If you’re headed out to purchase some new birds or have ordered them from a hatchery, you may be wondering what you need to bring home baby chicks.
I found myself in the same boat not too long ago.
The first set of chickens my husband and I acquired were six months old and already laying when we got them. We never had to deal with raising them from babies, and I wasn’t sure what I needed. When we decided to beef up our flock with more laying hens, meat chickens, and even a hand full of baby turkeys, we had to figure out what supplies we needed to bring them home.
Fortunately, it’s not as much as you might think! Here are the top supplies to bring home baby chicks.
Top Supplies for Baby Chicks
The first thing you need to bring home baby chicks is something for them to live in. We used a brooder box made of plywood that we already had on hand. Other options are a stock tank (like this.) Some people prefer to use cardboard boxes or Rubbermaid totes, but since you’ll also need heat lamps, I advise against those because of the fire hazards.
Your brooder box needs to be big enough to house your baby chicks for 6-8 weeks comfortably, and the sides need to be tall enough to keep flying birds from hopping out.
(When our baby chicks hit four weeks, we transferred them to a chicken coop where access to the outside has been blocked off so that they’d have more room to spread out, and we could use our brooder box for our turkeys.)
In the pic below, you can see that we had to add scrap material to our brooder box to make the sides taller once our baby chicks started trying to fly out. (Turkeys pictured in the box.)
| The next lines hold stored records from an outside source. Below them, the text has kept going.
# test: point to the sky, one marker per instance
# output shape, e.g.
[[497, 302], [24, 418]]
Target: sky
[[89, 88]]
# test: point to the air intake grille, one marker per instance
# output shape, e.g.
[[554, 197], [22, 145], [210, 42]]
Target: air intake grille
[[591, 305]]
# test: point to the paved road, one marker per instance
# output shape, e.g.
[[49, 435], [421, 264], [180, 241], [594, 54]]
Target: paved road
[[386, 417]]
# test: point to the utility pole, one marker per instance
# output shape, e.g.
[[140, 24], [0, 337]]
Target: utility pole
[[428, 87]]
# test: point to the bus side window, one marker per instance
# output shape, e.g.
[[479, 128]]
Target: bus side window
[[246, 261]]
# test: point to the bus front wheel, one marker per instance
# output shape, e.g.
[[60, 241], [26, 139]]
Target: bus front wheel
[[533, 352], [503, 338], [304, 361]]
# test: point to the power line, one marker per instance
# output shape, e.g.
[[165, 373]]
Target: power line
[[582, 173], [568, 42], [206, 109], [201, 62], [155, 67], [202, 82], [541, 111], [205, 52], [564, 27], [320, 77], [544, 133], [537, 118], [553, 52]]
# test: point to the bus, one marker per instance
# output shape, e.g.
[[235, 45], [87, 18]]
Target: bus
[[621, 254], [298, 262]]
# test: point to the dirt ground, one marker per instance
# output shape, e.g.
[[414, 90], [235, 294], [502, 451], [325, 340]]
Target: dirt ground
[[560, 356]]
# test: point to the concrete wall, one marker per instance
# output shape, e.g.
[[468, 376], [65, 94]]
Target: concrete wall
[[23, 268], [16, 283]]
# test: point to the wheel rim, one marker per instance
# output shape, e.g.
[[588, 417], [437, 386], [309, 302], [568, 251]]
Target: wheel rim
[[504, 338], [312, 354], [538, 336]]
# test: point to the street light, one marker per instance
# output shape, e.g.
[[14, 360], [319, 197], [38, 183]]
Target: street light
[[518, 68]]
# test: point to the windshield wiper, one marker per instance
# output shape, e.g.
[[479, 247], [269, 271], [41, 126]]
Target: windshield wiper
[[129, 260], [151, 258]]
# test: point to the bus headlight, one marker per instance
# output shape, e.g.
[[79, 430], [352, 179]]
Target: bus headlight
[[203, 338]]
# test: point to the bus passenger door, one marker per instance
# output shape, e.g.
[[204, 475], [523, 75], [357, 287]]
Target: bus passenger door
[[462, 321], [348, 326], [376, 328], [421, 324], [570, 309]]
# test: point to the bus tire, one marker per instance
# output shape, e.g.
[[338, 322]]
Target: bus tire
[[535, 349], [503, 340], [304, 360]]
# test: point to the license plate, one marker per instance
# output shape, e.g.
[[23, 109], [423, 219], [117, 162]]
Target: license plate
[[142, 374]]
The next thing you’ll need is heat lamps and a thermometer. It’s recommended to keep your brooder box at 95 degrees for the first two weeks of your chicks? Life and to lower by five degrees per week after that. The heat lamp you purchase will tell you how big of a space it can heat.
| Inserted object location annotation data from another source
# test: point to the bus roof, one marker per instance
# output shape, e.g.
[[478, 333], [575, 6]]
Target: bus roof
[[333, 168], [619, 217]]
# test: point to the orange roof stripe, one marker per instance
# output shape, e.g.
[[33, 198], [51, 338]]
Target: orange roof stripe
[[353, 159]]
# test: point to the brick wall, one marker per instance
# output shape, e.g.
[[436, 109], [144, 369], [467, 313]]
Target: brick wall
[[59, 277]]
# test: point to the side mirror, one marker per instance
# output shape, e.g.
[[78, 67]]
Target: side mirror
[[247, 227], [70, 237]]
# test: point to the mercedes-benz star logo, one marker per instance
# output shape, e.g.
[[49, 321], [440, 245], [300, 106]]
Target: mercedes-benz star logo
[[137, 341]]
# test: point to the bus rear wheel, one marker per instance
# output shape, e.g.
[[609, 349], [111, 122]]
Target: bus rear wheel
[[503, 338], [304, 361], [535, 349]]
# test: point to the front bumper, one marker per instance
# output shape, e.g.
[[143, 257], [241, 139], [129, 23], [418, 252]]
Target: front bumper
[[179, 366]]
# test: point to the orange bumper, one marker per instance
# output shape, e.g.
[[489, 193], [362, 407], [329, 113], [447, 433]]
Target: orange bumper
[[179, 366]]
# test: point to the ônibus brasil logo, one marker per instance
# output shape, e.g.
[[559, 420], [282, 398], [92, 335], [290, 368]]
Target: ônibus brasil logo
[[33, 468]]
The other supplies you’ll need are waterers and feeders (my husband prefers the large ones, but since I clean them out so often, I prefer the small ones like these), starter feed, which can be medicated non-medicated, and bedding, like pine chips or straw.
Wrapping it Up
Here’s an easy checklist with links to Amazon products so you can see what I’m referencing:
- Brooder Box
- Heat Lamps and Light Bulb
- Baby Chick Starter Feed
- Chicken Waterers & Feeders
Once you get these few things, you’ll be ready to bring home your baby chicks!